Article ID: | iaor2017534 |
Volume: | 27 |
Issue: | 4 |
Start Page Number: | 792 |
End Page Number: | 812 |
Publication Date: | Dec 2016 |
Journal: | Information Systems Research |
Authors: | Nov Oded, Arazy Ofer, Daxenberger Johannes, Lifshitz-Assaf Hila, Gurevych Iryna |
Keywords: | computers: information, internet, social, statistics: empirical |
Increasingly, new forms of organizing for knowledge production are built around self‐organizing coproduction community models with ambiguous role definitions. Current theories struggle to explain how high‐quality knowledge is developed in these settings and how participants self‐organize in the absence of role definitions, traditional organizational controls, or formal coordination mechanisms. In this article, we engage the puzzle by investigating the temporal dynamics underlying emergent roles on individual and organizational levels. Comprised of a multilevel large‐scale empirical study of Wikipedia stretching over a decade, our study investigates emergent roles in terms of prototypical activity patterns that organically emerge from individuals’ knowledge production actions. Employing a stratified sample of 1,000 Wikipedia articles, we tracked 200,000 distinct participants and 700,000 coproduction activities, and recorded each activity’s type. We found that participants’ role‐taking behavior is turbulent across roles, with substantial flow in and out of coproduction work.
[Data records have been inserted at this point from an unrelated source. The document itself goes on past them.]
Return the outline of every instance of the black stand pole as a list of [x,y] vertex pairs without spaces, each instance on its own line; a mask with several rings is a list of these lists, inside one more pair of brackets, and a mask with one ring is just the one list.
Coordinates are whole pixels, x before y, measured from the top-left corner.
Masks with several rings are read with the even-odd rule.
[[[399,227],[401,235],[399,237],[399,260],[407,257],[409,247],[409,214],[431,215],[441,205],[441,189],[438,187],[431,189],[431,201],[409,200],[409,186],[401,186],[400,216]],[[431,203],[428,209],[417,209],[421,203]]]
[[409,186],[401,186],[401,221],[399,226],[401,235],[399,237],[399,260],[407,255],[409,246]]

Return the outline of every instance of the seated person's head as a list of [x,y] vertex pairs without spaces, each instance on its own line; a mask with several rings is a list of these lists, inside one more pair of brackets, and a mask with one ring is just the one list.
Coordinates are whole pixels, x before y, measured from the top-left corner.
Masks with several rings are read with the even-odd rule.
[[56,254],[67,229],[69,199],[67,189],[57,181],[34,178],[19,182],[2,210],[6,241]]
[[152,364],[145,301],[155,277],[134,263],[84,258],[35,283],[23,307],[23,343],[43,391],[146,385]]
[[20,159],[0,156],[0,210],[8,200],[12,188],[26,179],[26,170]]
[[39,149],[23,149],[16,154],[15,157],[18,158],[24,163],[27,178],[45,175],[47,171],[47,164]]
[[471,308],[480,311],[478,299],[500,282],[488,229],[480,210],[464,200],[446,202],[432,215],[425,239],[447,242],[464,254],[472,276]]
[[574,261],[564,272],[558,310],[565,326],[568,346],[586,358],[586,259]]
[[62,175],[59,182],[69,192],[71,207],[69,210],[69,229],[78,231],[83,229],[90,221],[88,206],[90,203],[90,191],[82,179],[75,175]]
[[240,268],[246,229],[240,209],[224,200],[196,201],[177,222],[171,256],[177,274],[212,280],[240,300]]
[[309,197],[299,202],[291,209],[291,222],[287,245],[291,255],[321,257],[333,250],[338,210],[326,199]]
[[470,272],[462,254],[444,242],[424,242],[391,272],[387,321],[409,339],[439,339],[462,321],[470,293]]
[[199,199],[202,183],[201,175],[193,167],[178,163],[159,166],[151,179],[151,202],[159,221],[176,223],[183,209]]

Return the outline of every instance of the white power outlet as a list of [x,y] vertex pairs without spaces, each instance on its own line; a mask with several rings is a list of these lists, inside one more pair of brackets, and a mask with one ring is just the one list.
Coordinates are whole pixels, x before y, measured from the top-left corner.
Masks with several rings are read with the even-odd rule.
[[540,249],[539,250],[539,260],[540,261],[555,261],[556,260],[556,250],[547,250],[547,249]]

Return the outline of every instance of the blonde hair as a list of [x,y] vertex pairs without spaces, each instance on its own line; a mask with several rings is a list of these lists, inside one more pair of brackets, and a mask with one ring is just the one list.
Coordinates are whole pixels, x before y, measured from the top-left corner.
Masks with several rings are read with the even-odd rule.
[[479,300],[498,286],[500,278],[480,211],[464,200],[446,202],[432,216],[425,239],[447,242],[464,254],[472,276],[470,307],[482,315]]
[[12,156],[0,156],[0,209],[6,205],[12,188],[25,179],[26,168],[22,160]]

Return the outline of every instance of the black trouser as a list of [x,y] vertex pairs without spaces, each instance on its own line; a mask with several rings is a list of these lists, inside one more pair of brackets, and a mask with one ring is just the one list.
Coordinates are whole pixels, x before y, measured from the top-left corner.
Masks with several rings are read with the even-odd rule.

Our findings at the organizational level, however, show that work is organized around a highly stable set of emergent roles, despite the absence of traditional stabilizing mechanisms such as predefined work procedures or role expectations. This dualism in emergent work is conceptualized as ‘turbulent stability.’ We attribute the stabilizing factor to the artifact‐centric production process and present evidence to illustrate the mutual adjustment of role taking according to the artifact’s needs and stage. We discuss the importance of the affordances of Wikipedia in enabling such tacit coordination. This study advances our theoretical understanding of the nature of emergent roles and self‐organizing knowledge coproduction. We discuss the implications for custodians of online communities as well as for managers of firms engaging in self‐organized knowledge collaboration.